И халиф пришел тут в восторг, и волнение одолело его, и от сильного восторга он не мог удержаться и воскликнул: «Хорошо, клянусь Аллахом! хорошо, клянусь Аллахом! хорошо, клянусь Аллахом!» – а Нур-ад-дин спросил его: «О рыбак, понравилась ли тебе невольница?» И халиф отвечал: «Да, клянусь Аллахом!» – и тогда Нур-ад-дин сказал: «Она мой подарок тебе, – подарок благородного, который не отменяет подарков и не берет обратно даров».
И затем Нур-ад-дин поднялся на ноги и, взяв плащ, бросил его рыбаку и велел ему выйти и уходить с девушкой, и девушка посмотрела на Нур-ад-дина и сказала: «О господин, ты уходишь не прощаясь! Если уже это неизбежно, постой, пока я с тобой прощусь и изъясню тебе свое состояние». И она произнесла такие стихи:
«Тоска и страдание и память о днях былых
Мне тело измучили и сделали призраком.
Любимый, не говори: «Без нас ты утешишься».
В одном положенье я – страданья не кончились.
И если бы кто-нибудь мог плавать в слезах своих,
Наверно была б я тем, кто первый в слезах поплыл.
О те, к кому страсть теперь владеет душой моей,
Как смесь из вина с водой над чашею властвует –
Разлука приблизилась, которой боялась я,
О ты, к кому страсть с душой и сердцем игру вела!
О славный Хакана сын, нужда и мечта моя!
О ты, к кому страсть души на миг не оставила!
Ты ради меня врагом царю и владыке стал
И ныне вдали живешь от близких и родины.
Не дай же Аллах тебе, владыка, скучать по мне!
Кариму ты дал меня, да будет прославлен он».

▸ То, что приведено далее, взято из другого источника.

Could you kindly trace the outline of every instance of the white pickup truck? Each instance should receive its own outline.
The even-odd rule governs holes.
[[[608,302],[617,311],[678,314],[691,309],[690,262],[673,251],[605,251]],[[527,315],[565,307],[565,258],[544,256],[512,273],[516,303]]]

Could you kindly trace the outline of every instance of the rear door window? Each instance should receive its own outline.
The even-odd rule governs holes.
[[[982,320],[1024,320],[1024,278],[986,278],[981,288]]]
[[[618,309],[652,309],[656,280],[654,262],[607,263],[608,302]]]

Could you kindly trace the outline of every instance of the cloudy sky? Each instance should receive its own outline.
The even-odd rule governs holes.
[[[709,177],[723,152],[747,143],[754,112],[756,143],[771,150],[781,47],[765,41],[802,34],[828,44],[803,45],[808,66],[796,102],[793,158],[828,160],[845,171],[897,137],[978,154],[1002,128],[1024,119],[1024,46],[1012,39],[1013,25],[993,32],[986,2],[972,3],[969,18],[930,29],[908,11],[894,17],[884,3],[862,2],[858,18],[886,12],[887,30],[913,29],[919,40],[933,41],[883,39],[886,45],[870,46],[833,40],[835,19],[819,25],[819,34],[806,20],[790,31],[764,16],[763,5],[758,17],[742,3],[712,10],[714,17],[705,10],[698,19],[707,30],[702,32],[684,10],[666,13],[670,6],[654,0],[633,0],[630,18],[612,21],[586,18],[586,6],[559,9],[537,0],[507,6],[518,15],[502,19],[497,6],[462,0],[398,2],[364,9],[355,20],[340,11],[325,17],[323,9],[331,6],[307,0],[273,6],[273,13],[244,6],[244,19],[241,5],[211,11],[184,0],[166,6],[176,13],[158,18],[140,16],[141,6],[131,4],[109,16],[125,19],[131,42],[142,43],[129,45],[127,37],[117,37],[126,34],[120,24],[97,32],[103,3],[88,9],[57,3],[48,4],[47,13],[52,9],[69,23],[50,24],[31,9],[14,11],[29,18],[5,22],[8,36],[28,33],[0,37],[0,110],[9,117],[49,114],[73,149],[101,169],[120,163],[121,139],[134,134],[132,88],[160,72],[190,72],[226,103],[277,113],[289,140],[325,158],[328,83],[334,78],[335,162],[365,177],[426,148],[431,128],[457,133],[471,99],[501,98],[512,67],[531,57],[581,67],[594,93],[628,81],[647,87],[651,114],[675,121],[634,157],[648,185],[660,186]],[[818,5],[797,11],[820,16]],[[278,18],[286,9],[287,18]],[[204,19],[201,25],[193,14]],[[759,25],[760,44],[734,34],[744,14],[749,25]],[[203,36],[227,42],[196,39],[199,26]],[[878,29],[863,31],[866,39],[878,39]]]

И когда она окончила стихотворение, Нур-ад-дин ответил ей такими стихами:
«В день разлуки она со мною простилась
И сказала, в волнении страсти рыдая:
«Что же будешь, когда уйду я, ты делать!»
Я ответил: «Спроси того, кто не умер».
И когда халиф услышал в стихах ее слова: «Кариму ты дал меня», – его стремление к ней увеличилось, но ему стало тяжело и трудно разлучить их, и он сказал юноше: «Господин мой, девушка упомянула в стихах, что ты стал врагом ее господину и обладателю. Расскажи же мне, с кем ты враждовал и кто тебя разыскивает». – «Клянусь Аллахом, о рыбак, – отвечал Нур-ад-дин, – со мной и с этой невольницей произошла удивительная история и диковинное дело, и будь оно написано иглами в уголках глаза, оно бы послужило назиданием для поучающихся!» И халиф спросил: «Не расскажешь ли ты нам о случившемся с тобою деле и не осведомишь ли нас о твоей истории? Быть может, тебе будет в этом облегчение, ведь помощь Аллаха близка». – «О рыбак, – спросил тогда Нур-ад-дин, – выслушаешь ли ты наш рассказ в нанизанных стихах в рассыпанной речи?» И халиф ответил: «Рассыпанная речь – слова, а стихи – нанизанные жемчужины».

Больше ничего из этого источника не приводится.